The Yugoslav People's Army and Serb paramilitaries besieged and shelled the town intensively between late August and mid-November 1991. Some 7,000 missiles fell daily on the city throughout a three-month siege, which destroyed about 85 per cent of the buildings.

After the town's defence fell - officially on November 18 - thousands of non-Serbs were expelled, thousands were transported to prison camps in Serbia, while hundreds were executed at the nearby Ovcara farm and in other places.

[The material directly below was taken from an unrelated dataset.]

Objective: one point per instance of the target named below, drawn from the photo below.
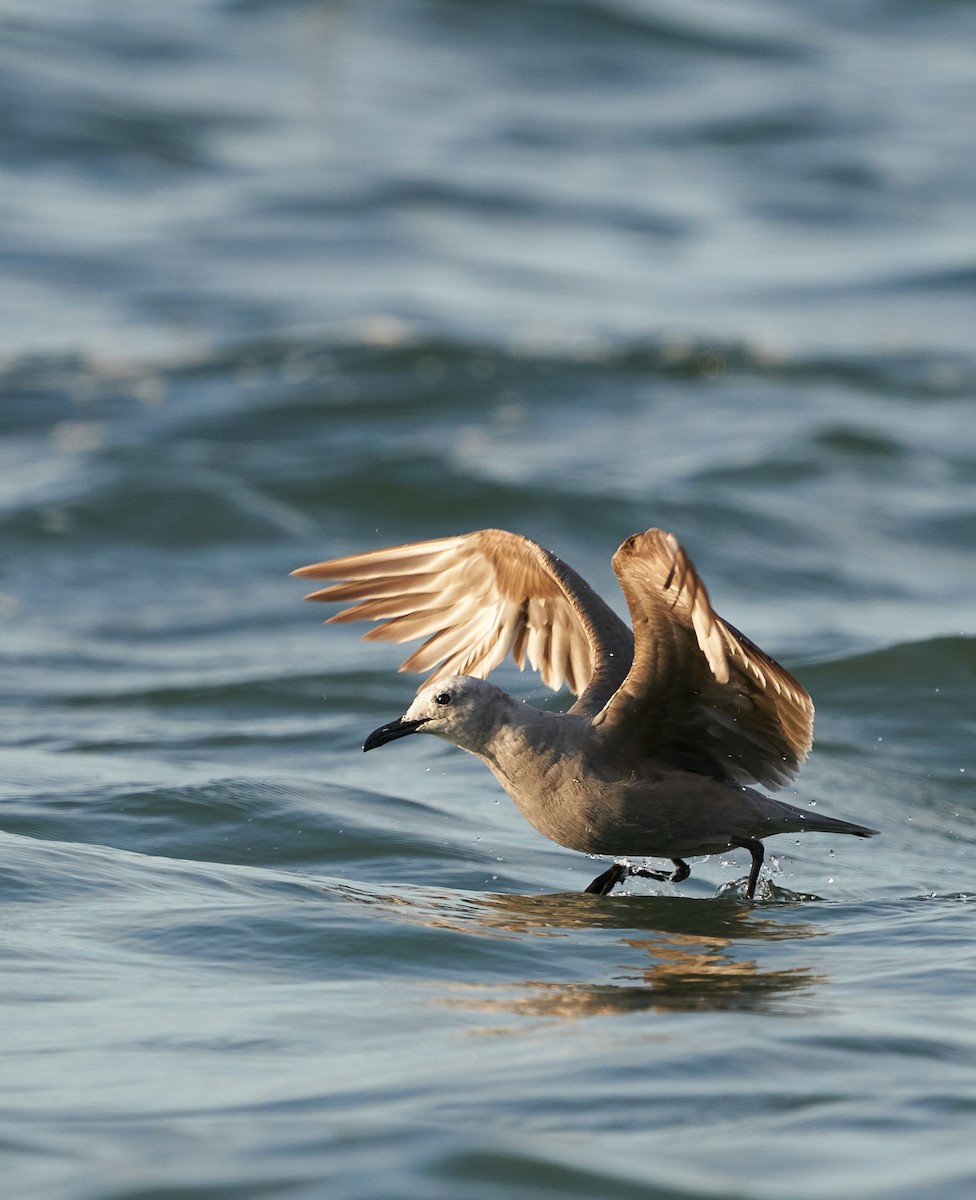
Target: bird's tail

Over 3,000 soldiers and civilians died during the siege and its aftermath, 86 of them children.

As has become customary, political leaders, representatives of religious communities, war veterans' organisations and victims' families gathered in the courtyard of the Vukovar hospital on Saturday morning

There, the organisers - the town of Vukovar and war veterans' organisations - played the national anthem, read poems dedicated to Vukovar and sang patriotic songs.

In the hospital's courtyard, President Kolinda Grabar Kitarovic said that everyone has to focus on assuring a better future for Vukovar so that its population does not leave the town.

Over the past two decades, Vukovar's population has fallen dramatically, from over 44,000 inhabitants in 1991 before the war to some 27,000 in the 2011 census.